The WU Jazz Combo I entered the stage playing the funky and buoyant Lucky Southern. The group was comprised of tenor sax Casey Artzer, trombonist Easton Bell, Nusret Ozakinci with Bass, Sawyer Treinen on guitar and Lucas Whippo on the drums. The quintet was followed with “Every Time We Say Goodbye”, a bluesy and soulful song about bidding ado to the one we love the most. Taryn Doty added resonance to the song with her sultry vocals. During the song “All of Me”, everyone in the group complimented each other and begged to ask the question: “Will you not take all of me?”
Last, but not least, was the WU Jazz Ensemble I. The opening number, “Gingerbread Boy”, began with a bang and shook the room with its dramatic intensity. Much of the high-energy could be atoned for the brass section. It was like one big thrill ride that as quickly as it started, it was over. To allow for the viewers to catch its breath, the Ensemble followed up with Miles Davis’ “Boblicity”, a composition very laid-back and cool. It makes sense as the song was off of Davis’ Birth of the Cool album. The masterpiece maintained a low-level of intensity throughout. Michelle Flanagan made sure of this, keeping the song on the low with her piano playing.
“Only You” by the legendary Count Bassie was next as Doty returned on vocals. The song deals with someone professing their love for the only person that they feel is right for them. The band accompanied her in an over-dramatic fashion. Another Bassie arranged song emerged as the band fired through Deedles Blues. A call and response was present as Doty commanded her baby to “Come Back!” The ensemble would respond with an uproarious and flashy response.

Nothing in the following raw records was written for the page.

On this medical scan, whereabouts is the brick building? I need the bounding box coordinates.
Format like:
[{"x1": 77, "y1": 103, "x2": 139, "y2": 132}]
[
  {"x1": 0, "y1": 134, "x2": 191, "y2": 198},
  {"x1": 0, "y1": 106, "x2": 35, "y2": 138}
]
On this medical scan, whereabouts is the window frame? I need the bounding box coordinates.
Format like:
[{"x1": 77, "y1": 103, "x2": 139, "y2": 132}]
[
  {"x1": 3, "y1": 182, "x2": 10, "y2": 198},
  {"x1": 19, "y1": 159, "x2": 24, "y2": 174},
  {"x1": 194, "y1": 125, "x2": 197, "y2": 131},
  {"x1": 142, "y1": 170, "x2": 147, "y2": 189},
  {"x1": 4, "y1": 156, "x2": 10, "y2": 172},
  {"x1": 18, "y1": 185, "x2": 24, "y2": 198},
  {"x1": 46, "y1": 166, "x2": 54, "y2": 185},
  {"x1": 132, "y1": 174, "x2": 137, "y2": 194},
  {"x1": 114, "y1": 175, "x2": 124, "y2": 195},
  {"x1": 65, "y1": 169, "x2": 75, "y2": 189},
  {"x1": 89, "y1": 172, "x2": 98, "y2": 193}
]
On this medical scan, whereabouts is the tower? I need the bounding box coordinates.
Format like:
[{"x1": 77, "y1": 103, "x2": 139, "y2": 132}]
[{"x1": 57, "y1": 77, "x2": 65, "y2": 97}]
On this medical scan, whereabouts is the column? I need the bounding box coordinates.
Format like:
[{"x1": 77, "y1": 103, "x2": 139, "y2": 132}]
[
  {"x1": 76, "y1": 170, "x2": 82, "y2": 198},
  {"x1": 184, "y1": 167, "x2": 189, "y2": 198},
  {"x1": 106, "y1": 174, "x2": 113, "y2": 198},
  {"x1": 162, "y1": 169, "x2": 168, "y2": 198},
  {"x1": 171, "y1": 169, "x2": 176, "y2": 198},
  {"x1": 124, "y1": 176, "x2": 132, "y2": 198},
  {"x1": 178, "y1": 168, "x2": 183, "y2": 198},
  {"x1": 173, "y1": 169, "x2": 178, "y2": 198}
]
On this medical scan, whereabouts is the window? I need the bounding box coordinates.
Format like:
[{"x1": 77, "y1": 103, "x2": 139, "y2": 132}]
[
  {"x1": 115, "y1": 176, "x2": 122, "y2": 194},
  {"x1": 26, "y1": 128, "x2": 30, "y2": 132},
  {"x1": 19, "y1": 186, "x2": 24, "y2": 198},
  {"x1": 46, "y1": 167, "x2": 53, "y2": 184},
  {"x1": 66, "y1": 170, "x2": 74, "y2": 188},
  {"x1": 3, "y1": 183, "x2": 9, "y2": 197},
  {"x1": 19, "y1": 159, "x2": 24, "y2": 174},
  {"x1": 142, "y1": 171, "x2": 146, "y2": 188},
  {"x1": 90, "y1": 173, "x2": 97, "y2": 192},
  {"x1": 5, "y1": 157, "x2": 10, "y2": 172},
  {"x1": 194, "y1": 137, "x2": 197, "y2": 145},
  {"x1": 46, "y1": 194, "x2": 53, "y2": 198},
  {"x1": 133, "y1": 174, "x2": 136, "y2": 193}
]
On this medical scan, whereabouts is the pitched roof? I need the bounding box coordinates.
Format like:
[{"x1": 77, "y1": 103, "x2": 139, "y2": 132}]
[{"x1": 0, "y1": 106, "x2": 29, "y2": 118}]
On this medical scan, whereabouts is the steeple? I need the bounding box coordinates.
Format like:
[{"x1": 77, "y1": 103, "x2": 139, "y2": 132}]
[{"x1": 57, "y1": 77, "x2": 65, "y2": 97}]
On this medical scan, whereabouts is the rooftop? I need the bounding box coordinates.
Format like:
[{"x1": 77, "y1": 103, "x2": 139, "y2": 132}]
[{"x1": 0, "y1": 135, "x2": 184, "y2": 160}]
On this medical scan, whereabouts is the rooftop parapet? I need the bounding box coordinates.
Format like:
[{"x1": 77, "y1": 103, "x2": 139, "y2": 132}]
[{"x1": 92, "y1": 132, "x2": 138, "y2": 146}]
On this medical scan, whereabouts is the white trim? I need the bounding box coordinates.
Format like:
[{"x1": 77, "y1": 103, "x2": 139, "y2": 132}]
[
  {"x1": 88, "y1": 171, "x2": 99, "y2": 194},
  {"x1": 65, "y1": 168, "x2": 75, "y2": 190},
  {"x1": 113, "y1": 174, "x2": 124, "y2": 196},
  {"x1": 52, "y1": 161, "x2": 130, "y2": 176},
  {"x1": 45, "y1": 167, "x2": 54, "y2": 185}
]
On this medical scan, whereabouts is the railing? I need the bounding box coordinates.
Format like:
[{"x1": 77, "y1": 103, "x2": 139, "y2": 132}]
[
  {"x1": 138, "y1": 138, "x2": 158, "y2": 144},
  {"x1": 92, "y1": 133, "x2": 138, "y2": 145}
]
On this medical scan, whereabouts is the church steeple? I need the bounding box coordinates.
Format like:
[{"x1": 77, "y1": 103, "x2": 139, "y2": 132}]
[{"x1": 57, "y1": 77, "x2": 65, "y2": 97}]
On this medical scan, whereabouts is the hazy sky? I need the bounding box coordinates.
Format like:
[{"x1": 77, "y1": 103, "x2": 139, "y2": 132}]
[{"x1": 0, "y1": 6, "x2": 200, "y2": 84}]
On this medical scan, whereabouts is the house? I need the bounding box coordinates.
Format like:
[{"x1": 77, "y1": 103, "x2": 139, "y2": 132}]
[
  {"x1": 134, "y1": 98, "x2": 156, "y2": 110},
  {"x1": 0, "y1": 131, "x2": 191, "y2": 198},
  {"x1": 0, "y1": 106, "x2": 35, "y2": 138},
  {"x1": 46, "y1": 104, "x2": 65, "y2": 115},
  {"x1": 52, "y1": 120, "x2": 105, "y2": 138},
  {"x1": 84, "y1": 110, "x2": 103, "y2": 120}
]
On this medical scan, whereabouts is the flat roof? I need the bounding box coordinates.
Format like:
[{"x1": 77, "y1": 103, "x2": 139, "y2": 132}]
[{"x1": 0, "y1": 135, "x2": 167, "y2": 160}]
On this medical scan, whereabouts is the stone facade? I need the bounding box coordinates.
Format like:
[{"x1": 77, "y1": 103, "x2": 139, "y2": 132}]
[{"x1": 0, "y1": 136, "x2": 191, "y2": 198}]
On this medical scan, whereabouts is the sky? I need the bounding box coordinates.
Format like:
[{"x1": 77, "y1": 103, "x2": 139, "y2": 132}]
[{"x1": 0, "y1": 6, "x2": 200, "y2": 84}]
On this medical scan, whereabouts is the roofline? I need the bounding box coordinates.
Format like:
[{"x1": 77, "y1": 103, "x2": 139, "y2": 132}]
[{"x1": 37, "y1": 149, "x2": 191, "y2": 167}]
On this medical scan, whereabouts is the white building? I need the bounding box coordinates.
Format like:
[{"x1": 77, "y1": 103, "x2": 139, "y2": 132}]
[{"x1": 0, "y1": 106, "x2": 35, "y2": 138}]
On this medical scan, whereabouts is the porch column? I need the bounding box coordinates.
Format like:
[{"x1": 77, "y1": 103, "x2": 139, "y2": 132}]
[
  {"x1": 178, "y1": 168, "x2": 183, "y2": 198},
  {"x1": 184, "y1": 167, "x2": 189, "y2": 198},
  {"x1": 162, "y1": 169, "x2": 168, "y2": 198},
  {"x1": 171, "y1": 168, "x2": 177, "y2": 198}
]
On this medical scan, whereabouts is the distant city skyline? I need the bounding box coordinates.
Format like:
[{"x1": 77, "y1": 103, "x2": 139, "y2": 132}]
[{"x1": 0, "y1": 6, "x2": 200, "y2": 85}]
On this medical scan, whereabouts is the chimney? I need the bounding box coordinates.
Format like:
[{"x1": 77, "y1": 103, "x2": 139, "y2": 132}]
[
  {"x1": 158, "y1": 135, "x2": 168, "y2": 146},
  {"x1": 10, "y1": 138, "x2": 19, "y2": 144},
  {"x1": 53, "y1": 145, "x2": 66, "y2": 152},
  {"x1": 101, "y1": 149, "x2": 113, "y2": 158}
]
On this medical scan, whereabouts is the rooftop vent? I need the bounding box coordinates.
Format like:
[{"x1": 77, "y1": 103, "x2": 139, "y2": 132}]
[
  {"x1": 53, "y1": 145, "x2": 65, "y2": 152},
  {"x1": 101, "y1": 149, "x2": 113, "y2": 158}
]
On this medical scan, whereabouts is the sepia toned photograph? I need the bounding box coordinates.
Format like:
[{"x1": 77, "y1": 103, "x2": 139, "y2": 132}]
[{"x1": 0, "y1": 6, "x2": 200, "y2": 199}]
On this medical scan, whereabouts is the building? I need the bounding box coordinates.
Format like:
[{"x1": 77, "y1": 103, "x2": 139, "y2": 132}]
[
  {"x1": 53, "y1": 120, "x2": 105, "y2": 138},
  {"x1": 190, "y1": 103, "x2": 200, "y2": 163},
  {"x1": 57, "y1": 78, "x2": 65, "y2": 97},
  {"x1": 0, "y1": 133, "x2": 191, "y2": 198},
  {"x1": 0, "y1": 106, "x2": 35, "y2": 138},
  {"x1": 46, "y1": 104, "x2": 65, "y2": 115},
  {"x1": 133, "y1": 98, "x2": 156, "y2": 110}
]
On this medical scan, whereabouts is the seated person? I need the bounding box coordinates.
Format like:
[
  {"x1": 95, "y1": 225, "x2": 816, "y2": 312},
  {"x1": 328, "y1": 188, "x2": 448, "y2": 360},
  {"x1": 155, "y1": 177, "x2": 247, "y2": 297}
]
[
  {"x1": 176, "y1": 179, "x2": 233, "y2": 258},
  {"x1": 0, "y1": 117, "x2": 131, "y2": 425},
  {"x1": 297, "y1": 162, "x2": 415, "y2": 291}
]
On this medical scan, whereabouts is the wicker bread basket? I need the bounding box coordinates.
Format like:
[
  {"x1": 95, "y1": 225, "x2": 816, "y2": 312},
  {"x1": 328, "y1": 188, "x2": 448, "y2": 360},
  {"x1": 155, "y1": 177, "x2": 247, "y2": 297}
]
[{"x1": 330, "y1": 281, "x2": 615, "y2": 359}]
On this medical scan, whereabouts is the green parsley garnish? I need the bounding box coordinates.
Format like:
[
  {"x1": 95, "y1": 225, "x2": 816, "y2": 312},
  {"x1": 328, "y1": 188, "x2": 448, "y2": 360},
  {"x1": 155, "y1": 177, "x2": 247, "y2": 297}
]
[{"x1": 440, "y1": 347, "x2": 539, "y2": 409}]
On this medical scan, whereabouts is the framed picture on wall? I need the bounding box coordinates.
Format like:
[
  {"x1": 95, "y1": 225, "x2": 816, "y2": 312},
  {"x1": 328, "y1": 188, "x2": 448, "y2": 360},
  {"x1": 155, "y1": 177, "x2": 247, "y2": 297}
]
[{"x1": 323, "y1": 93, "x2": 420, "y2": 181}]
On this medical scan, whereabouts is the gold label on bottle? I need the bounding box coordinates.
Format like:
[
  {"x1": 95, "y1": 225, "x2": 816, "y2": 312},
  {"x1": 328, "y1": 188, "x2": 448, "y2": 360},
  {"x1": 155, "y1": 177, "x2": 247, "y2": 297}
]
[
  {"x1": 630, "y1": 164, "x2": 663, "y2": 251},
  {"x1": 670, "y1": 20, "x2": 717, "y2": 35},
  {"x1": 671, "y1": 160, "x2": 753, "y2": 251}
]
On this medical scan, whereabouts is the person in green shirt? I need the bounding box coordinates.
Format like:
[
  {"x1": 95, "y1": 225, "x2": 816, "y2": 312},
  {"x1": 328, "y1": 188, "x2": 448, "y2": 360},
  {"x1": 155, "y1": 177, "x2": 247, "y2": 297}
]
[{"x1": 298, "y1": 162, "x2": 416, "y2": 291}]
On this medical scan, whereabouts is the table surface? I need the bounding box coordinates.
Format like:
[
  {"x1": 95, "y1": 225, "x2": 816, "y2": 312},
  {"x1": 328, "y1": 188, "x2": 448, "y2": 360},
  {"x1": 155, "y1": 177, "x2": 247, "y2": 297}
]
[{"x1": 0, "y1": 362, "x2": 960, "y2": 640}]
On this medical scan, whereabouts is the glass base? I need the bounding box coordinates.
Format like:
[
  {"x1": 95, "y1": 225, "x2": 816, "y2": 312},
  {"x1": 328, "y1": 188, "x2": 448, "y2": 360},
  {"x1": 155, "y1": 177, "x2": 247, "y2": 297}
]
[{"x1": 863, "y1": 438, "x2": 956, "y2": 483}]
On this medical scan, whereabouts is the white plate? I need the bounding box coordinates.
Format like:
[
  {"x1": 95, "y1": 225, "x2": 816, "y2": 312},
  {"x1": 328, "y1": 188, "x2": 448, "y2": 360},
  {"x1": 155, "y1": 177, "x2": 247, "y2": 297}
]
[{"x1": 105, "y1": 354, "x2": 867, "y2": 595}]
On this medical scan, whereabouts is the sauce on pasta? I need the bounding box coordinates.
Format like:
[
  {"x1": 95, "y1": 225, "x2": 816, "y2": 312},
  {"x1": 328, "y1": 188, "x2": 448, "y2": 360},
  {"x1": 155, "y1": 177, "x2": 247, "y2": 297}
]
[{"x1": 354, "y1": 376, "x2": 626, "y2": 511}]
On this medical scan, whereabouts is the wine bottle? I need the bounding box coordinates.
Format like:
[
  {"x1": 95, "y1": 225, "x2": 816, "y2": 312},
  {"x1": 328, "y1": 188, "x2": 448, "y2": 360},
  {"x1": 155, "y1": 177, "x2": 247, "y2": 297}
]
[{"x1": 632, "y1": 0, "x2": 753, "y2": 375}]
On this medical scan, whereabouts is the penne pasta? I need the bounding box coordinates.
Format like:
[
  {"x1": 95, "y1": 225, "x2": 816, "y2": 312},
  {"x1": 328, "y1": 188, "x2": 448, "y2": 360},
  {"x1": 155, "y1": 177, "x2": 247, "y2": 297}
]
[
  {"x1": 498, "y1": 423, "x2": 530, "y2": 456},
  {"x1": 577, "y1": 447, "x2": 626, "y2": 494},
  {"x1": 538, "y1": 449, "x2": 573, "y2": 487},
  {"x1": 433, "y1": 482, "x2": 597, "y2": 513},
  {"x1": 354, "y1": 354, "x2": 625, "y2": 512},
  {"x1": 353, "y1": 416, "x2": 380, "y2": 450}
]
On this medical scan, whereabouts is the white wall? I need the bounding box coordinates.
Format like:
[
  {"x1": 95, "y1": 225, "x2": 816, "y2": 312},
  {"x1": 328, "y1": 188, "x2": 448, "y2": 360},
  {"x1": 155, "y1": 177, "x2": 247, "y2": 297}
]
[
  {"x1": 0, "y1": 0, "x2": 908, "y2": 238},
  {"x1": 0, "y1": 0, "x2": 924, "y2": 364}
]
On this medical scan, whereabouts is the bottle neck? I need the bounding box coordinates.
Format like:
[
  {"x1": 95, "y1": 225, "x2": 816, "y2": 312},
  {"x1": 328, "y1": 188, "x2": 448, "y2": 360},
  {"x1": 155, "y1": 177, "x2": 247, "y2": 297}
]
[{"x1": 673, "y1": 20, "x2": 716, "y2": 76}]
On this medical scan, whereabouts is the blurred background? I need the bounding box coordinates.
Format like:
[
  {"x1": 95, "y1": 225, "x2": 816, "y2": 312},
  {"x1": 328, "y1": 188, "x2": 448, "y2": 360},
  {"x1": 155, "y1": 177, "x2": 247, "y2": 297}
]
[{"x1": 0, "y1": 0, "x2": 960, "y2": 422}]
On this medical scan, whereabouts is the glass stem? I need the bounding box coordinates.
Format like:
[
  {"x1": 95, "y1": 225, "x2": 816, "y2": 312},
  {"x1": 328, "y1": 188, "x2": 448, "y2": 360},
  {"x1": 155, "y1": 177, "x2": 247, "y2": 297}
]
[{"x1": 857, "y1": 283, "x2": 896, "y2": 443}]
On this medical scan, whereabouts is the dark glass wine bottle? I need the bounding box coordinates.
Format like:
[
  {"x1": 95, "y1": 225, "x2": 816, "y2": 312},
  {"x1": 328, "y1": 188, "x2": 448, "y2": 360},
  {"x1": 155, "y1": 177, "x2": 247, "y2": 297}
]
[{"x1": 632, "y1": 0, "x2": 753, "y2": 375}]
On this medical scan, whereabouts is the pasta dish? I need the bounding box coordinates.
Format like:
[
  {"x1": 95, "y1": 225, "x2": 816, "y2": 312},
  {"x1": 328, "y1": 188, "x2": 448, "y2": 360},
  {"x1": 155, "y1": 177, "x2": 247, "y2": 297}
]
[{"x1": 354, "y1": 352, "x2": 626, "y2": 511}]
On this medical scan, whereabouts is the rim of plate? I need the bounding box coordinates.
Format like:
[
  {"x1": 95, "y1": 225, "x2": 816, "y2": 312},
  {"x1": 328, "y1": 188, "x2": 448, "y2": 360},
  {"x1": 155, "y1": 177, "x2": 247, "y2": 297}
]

The WU Jazz Ensemble I concluded the show with “Gaining On You”, a fast paced and sizzling composition that got heads nodding. Treinen joked during the introduction that Andy Rhodes would wear the finish off of his brand new bari-saxophone. Rhodes did just that, leaving a few chunks left behind. The band continued with ferocious momentum and ended with a sonic-boom.